Lau to Obama: We need your friendship

In apparent reference to Iran Lau tells Obama Holocaust story in which US liberator of camps regrets being "too late."

lau370 (photo credit: SAM SOKOL)
lau370
(photo credit: SAM SOKOL)
Tel Aviv Chief Rabbi and Holocaust survivor Yisrael Meir Lau called on US President Barack Obama not to be “too late” in acting on Israel’s behalf, in a plea seemingly related to America’s stance on military action against Iran.
Both Iran’s nuclear program and the ongoing Syrian civil war were topics for discussion during the president’s recent three-day visit. On Thursday, Iranian Supreme Leader Ayatollah Ali Khamenei threatened the destruction of Haifa and Tel Aviv should military action be taken against his country.
Addressing Obama following his speech at Jerusalem’s Yad Vashem on Friday morning, Lau said that last year an American serviceman who had liberated the Buchenwald concentration camp, in which the future chief rabbi had been interned, begged him for forgiveness during a meeting in Seattle.
“He shook my hand and said, ‘Rabbi I was one of the liberators of Buchenwald,’” Lau recalled. He said that he had wanted to meet with the rabbi before he died and asked him for “forgiveness for being late.”
“We came too late,” Lau recalled the former soldier as saying.
Looking at the president, Lau reminded him that “yesterday...you promised us that we are not alone; don’t be too late; remember that we need your support [and] we need your friendship.”
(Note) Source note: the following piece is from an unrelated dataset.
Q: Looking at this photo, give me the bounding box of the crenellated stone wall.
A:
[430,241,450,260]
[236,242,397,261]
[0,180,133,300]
Lau said that Israelis “appreciate your love [for] us” and that at the Passover Seder they will pray “for the peace of the the Middle East and the entire world.”
Speaking afterwards to The Jerusalem Post, Lau stated that he very much hoped “that this visit caused a revolution in all of the thinking and the entire conception of the United States, and of Obama personally, concerning the Israeli-Palestinian conflict; to know and to understand, as we always knew, that we have no other home, and they need to allow us to live in peace here.”